Column: We've got good reason to be proud of our flagsWORTHINGTON — I think I am an American patriot. In truth, I always liked, “My Country ‘Tis of Thee,” better than, “The Star Spangled Banner,” but when the, “Banner,” begins to play I am quick to my feet and I sing along with the crowd, save sometimes when we make that steep climb to “the rockets’ red glare…”
By: Ray Crippen, Worthington Daily Globe
WORTHINGTON — I think I am an American patriot. In truth, I always liked, “My Country ‘Tis of Thee,” better than, “The Star Spangled Banner,” but when the, “Banner,” begins to play I am quick to my feet and I sing along with the crowd, save sometimes when we make that steep climb to “the rockets’ red glare…”
I am saying all this because I probably need to set a record straight. I had my American flag fluttering and whipping and sometimes hanging limp through nearly every day of last winter. There may have been people who muttered, “That guy must think he’s some kind of super patriot.” This was not the case.
I don’t remember how the flag came to be out there in the first place. Maybe for Thanksgiving. Then a couple of things happened.
We started getting snow and the snow blower was heaping up banks ever higher. More than once I said to myself, “Ray, you should get that flag in.” The thought of climbing and wading in that snow stopped me. “I will get it,” I said. “Later.”
The other thing was, the American flag really is a lovely thing and, along my block, we came to have so much snow there was no color anywhere, save for white and gray. The red and the blue in my flag — the red, in particular — were stunning to see. The flag had the only color to be found in all that dreary, chill landscape. When I considered this I said to myself, “Ray, maybe you should just leave the flag out there. It really is a thing of beauty.”
There is a point I want to make. The point is that the flag came through the winter undiminished. It did not fade. It did not tear or shred. It was no less fine on the dawn of Easter morning than on the dawn of Christmas morning.
I am saying this to cheer on the Worthington Chamber committee which announces plans to restore and even to expand the Peace Avenue of Flags. This is great.
One of the things that discouraged the original Avenue of Flags 40 years ago was the mix of winds which can spin wind turbines and the quality of 20th century flags. Those flags shredded quickly.
They make flags better today.
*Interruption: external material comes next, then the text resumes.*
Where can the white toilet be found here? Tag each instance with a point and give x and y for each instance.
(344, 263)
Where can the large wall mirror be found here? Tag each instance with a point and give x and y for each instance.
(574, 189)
Well, you can leave a flag outside for the winter and it is none the worse for wear.
When the original Peace Avenue was dedicated, I believe the claim was that this was the biggest collection of international banners between Worthington and the United Nations plaza in New York City. This still will be an honest boast, I believe, when the new flags go on display.
Thinking of flags and the United Nations set me thinking of that time — June 1958 — when Worthington was chosen for the first World Brotherhood Community Award. How unlikely this sometimes seems.
Several factors were cited, but the thing that had won closest attention was Worthington’s affiliation with Crailsheim. There were veterans along every block who half-a-dozen year earlier were shooting Germans. Now Worthington was sending shoes and school supplies to Germany, exchanging high school students and planning visits.
Well, the Worthington-Crailsheim association was so successful that Worthington won wide attention. The Twin City newspapers. The New York Times. Redbook magazine. The U.S. government noticed.
Next thing you knew, there was good John Fenstermacher, Conoco bulk oil dealer, gas truck driver and Worthington’s dedicated mayor, standing on a platform in the UN World Affairs Center in New York receiving a plaque from Carlos Romulo, the Philippines ambassador to the United States and a Pulitzer Prize winner in journalism. Hardy Rickbeil, who died only in the last month, was there. So were Charlie Cashel and Tedo Cashel, who had set in motion Worthington’s affiliation with Crailsheim.
Worthington and Rochester, N.Y., were the communities honored.
Oh my, there was great pride. And there were admonitions. Father Hale (J. Stanley Hale) said in an interview, “…We have some things to do if we are going to measure up to our international reputation.”
There were indeed knots that needed to be undone but in that June of 52 years gone by, Worthington was a proud community.
Ray Crippen is a former editor of the Daily Globe. His column appears on Saturdays.